Sonho

Fazedores de Sonhos

Muitas vezes ouvimos falar de pessoas que realizam os seus sonhos e dos momentos em que a magia acontece. No entanto, são raras as ocasiões em que conhecemos aqueles que, com o seu trabalho, estão por detrás da construção de grandes sorrisos: Os Fazedores de Sonhos.

Inês Gonçalves, Beatriz Pinto Santos, Hugo Oliveira, Cristina Gonçalves Gordon

Ana Paula, Antonieta, Eduardo e Isabel são pessoas comuns que, através do voluntariado, encontraram na concretização dos sonhos de crianças satisfação pessoal, ou até mesmo, um propósito de vida. Juntam-se, agora, para partilhar a sua experiência, sem deixar para trás as histórias daqueles com quem se cruzaram ao longo do caminho.

Tudo vale a pena quando a alma não é pequena

Fernando Pessoa, “Mar Português” (1922)

Fazer a diferença

Voluntário: “jovem, adulto ou idoso que, devido ao seu interesse pessoal e espírito cívico, dedica parte do seu tempo, sem remuneração, a diversas formas de atividades de bem-estar social ou outros campos”, segundo a Organização das Nações Unidas.
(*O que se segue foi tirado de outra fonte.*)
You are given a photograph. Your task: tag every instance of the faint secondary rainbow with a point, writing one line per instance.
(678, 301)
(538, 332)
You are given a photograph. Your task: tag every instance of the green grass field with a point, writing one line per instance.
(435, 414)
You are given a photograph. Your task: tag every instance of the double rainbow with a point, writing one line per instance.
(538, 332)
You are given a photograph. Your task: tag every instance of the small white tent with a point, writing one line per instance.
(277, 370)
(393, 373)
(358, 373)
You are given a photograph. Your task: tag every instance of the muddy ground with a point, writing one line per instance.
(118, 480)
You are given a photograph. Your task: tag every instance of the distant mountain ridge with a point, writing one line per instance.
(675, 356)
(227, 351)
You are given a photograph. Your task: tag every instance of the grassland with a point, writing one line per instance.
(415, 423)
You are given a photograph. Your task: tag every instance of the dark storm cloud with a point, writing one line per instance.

6,4 %. É esta a taxa de participação no voluntariado em Portugal, uma das mais baixas da Europa. Porém, ainda há quem roube do seu tempo para dar aos outros momentos felizes, sem estar à espera de algo em troca.

Ana Paula Alves

“Sempre à procura de fazer coisas diferentes”. É aqui que tudo começa e que tudo começou. 

Ana Paula Alves, administradora e consultora financeira, é uma pessoa que gosta de “fazer mais” e que busca sempre “fazer por mais”. As “coisas diferentes e desafiantes” tornam-se, então, um motivo para aproveitar o tempo ao máximo.

Foi neste sentido que, em 2014, passou a ser voluntária da Make-A-Wish. Atualmente, com 57 anos, constitui uma dupla com Isabel Almeida. Juntas estão por detrás da construção de momentos que fazem a diferença. “É como uma felicidade em cadeia que vai tocando várias pessoas; não apenas o destinatário do desejo, mas também todos aqueles que têm a sorte de estar envolvidos nesta cadeia positiva que só traz coisas boas”, conta.  

Um novo desafio e o começo de uma jornada feliz

Antes de trabalhar por conta própria, Ana Paula era administradora financeira na Banca e de grandes empresas, em Portugal e Espanha. As viagens em trabalho e as horas a fio passadas no escritório revelaram-se, porém, insuficientes: “Eu tenho uma atividade bastante intensa que requer um esforço e concentração mental grande e, portanto, ter uma atividade que me permita fazer coisas que não sejam meramente automatizadas, era uma coisa que me faltava.”

A transição no mundo profissional fez surgir uma nova oportunidade que, num primeiro momento, não lhe tinha “despertado curiosidade”: a realização de sonhos.

Ainda que já conhecesse a instituição onde viria a realizar sonhos por causa do trabalho, o voluntariado entrou na sua vida um pouco mais tarde: “Desde a altura em que era administradora de um banco, fiz a ponte de algumas ações empresariais, na vertente do voluntariado. Apercebi-me de que estava a dedicar pouco tempo às coisas que me davam prazer, pelo que resolvi candidatar-me como voluntária. Quando fui chamada, na altura, precisavam de voluntários, não para a angariação de fundos – que era aquilo que achava que ia fazer -, mas para a realização de desejos.”

“Nem sempre estamos preparados para quando as coisas não correm bem”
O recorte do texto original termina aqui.